Identifying contained loops

One of the things I’m trying to do is perform high-level optimizations on loops, which requires first identifying them. For a simple case, suppose you have something like

for (size_t i = 0; i != n; ++i)
++a[i];

If a is a simple array, that will compile to a single basic block, which is easy enough to identify.

But the body doesn’t need to be a single basic block. It could contain complex conditions, nested loops, whatever, and for some purposes, it’s still valid to think of it as a single loop that does something to every element of a.

However, if there are branches into and out of the loop, that’s no longer valid; it might do something to half the elements of the array and leave the other half untouched, for example.

I don’t know what the concept I’m looking for - a loop that is guaranteed to proceed from beginning to end, with no branches in or out - is usually called; for the title of this post, I’ve called it a ‘contained’ loop.

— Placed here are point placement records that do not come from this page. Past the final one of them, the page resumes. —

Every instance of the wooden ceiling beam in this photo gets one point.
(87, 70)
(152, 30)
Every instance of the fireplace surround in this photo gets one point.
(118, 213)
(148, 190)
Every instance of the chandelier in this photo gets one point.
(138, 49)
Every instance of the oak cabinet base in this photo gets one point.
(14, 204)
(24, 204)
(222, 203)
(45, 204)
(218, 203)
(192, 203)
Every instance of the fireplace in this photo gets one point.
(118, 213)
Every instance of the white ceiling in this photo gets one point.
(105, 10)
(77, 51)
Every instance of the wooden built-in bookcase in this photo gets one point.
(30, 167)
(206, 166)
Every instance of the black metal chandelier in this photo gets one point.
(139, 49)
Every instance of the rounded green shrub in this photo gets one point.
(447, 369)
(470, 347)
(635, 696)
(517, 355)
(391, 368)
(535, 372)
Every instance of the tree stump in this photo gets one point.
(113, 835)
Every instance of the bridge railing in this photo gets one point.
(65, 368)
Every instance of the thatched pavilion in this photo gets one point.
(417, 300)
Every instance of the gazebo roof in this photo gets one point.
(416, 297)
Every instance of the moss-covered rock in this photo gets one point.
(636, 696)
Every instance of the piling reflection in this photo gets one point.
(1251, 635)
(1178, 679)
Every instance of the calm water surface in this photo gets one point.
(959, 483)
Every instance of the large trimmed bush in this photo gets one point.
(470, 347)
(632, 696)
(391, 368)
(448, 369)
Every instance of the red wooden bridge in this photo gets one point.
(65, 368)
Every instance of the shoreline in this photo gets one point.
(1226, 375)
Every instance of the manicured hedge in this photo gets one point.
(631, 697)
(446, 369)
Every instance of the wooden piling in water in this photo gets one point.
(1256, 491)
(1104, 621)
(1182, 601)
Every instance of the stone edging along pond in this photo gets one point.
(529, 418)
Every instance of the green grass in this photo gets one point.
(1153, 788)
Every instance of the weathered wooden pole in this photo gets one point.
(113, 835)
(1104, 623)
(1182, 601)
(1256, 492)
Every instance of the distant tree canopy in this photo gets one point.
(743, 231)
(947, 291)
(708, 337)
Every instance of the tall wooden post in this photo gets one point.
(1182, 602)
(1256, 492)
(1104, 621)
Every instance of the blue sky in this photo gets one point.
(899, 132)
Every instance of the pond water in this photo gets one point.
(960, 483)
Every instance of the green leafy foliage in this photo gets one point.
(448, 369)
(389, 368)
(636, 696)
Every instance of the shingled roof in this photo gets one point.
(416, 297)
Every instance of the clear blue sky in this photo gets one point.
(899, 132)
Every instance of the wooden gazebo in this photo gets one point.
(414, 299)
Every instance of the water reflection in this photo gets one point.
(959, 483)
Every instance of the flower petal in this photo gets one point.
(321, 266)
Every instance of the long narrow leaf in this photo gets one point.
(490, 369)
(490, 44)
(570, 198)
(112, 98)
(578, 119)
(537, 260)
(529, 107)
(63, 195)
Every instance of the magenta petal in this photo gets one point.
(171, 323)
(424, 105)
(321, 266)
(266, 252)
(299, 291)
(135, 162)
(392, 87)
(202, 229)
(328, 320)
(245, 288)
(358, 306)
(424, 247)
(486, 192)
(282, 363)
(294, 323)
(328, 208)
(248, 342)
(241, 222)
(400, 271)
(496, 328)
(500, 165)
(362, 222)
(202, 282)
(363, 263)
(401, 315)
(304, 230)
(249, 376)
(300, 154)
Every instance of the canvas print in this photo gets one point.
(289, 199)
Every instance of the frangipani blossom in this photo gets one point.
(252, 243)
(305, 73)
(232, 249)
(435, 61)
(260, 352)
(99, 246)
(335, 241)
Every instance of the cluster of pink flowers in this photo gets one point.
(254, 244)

I can figure out how to identify such, but I’d like to check whether this has already been done. Are there any existing passes or whatever that use this concept or identify such loops?

Hi Russel,

you might want to have a look at polly.llvm.org. We identify loop nests that can be transformed in lib/Analysis/ScopDetection.cpp. If you have specific questions I am glad to help.

Best,
Tobias

I see, this is interesting, thanks! Yeah, it seems you’re doing something similar with a specific focus on optimizing array operations; this comment seems to be the explanation of the core of it:

// Detect the maximal Scops of a function.
//
// A static control part (Scop) is a subgraph of the control flow graph (CFG)
// that only has statically known control flow and can therefore be described
// within the polyhedral model.
//
// Every Scop fullfills these restrictions:
//
// * It is a single entry single exit region
//
// * Only affine linear bounds in the loops
//
// Every natural loop in a Scop must have a number of loop iterations that can
// be described as an affine linear function in surrounding loop iterators or
// parameters. (A parameter is a scalar that does not change its value during
// execution of the Scop).
//
// * Only comparisons of affine linear expressions in conditions
//
// * All loops and conditions perfectly nested
//
// The control flow needs to be structured such that it could be written using
// just ‘for’ and ‘if’ statements, without the need for any ‘goto’, ‘break’ or
// ‘continue’.
//
// * Side effect free functions call
//
// Only function calls and intrinsics that do not have side effects are allowed
// (readnone).
//
// The Scop detection finds the largest Scops by checking if the largest
// region is a Scop. If this is not the case, its canonical subregions are
// checked until a region is a Scop. It is now tried to extend this Scop by
// creating a larger non canonical region.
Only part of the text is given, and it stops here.